Bereits seit 24 Jahren kümmert sich "Lilith" auf ganz unterschiedliche Weise um drogenabhängige Frauen und Kinder. Im Frauencafé etwa gibt es die Möglichkeit, sich zu entspannen, etwas Warmes zu essen, sich Rat zu holen. Streetworker bringen nicht nur Zeit zum Zuhören mit, sondern auch sauberes Spritzbesteck oder Kondome. Eine Mütter-Sprechstunde bietet der Verein genauso an wie eine Beratung durch Frauen – und die Möglichkeit zu arbeiten: Im "Lilith"-Laden in der Jakobstraße können 14 Betroffene wieder eine sinnvolle Aufgabe finden. Für manche ist es eine vom Jobcenter finanzierte Qualifizierungsmaßnahme, andere müssen hier wegen einer richterlichen Auflage Stunden ableisten, wieder andere verkaufen die Secondhand-Kleidung ehrenamtlich.

"Das Thema Arbeit beschäftigte uns von Anfang an, weil viele unserer Klientinnen langzeitarbeitslos sind", sagt "Lilith"-Geschäftsführerin Daniela Dahm. Zehn Jahre nach der Eröffnung ist man zufrieden mit den Umsätzen, aber vor allem mit der Wirkung. "Die Arbeit stabilisiert enorm und dadurch reduziert sich natürlich auch der Konsum", sagt Daniela Dahm. Zum anderen wolle man dadurch versuchen, diese Frauen auch wieder auf dem ersten Arbeitsmarkt zu integrieren.

Dass dies keine fixe Idee ist, zeigen all die Frauen, die dies geschafft haben – und zu denen gehört auch Karima B.. Auch sie arbeitete im Laden und hatte Freude daran. Die Anerkennung motivierte sie, ihr Leben auch beruflich in die Hand zu nehmen: Seit September macht sie eine Ausbildung zur Verkäuferin in einem regulären Betrieb.

Wichtige Partnerin

"Dass wir Frauen über den Laden eine Brücke in den Arbeitsmarkt bauen können, liegt nicht nur an all den vielen Kleiderspenden, sondern vor allem an der guten Zusammenarbeit mit dem Jobcenter", sagt Daniela Dahm. Die Mitarbeiter dort hätten "Lilith" zum Glück auf dem Schirm. Beim Jobcenter hingegen ist man froh, solche Arbeitsplätze im Angebot zu haben. "Lilith ist zu einer
wichtigen Partnerin geworden", sagt Sabine Schultheiß, Geschäftsführerin des Jobcenters Nürnberg-Stadt. Denn dadurch gelinge auch die Teilhabe von Menschen, die nicht in der Mitte der Gesellschaft stünden.

Karima B. ist in die Mitte zurückgekehrt. Inzwischen bewohnt sie eine kleine Zweizimmerwohnung. Sie büffelt, geht arbeiten, ins Fitnessstudio und führt ein Leben ohne Drogen. Auch wenn die noch im Kopf sind. "Die Sucht kann man nicht einfach hinter sich lassen, man muss sich immer wieder mit ihr auseinandersetzen", sagt sie. Doch die Todesangst, die sie mit der Überdosis durchlebt hatte, hilft ihr, die Finger von Drogen zu lassen.

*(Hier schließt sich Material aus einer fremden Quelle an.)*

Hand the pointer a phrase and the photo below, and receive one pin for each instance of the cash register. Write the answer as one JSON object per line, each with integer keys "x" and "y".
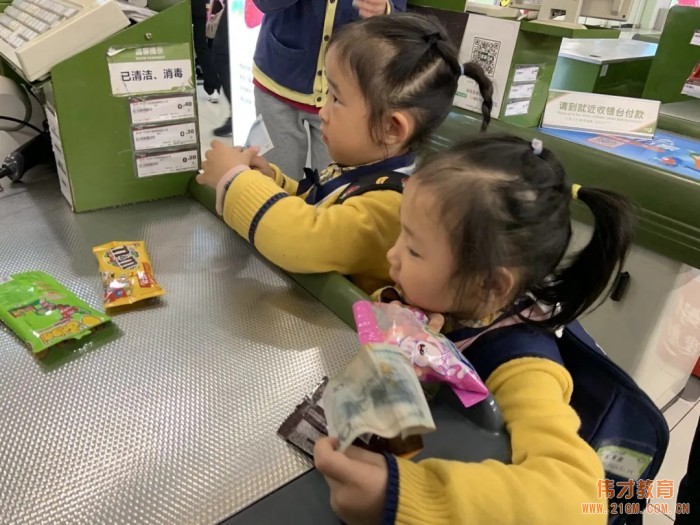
{"x": 35, "y": 35}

Ihr Leben ist überschaubar. Ein, zwei Freundinnen gibt es, ihre Familie hat sie schon "viele Jahre" nicht mehr gesehen. Sie ist häufig alleine. "Aber das schaffe ich gut", sagt sie. Den Kontakt zur Szene hat sie längst abgebrochen. Sie konzentriert sich auf ihre Ausbildung und ihren neuen Weg – jenseits der Sucht.

InfoDer "Lilith"-Laden feiert sein zehnjähriges Bestehen am Dienstag, 24. September, von 14 bis 18 Uhr mit einer großen Open-Air-Party am Richard-Wagner-Platz.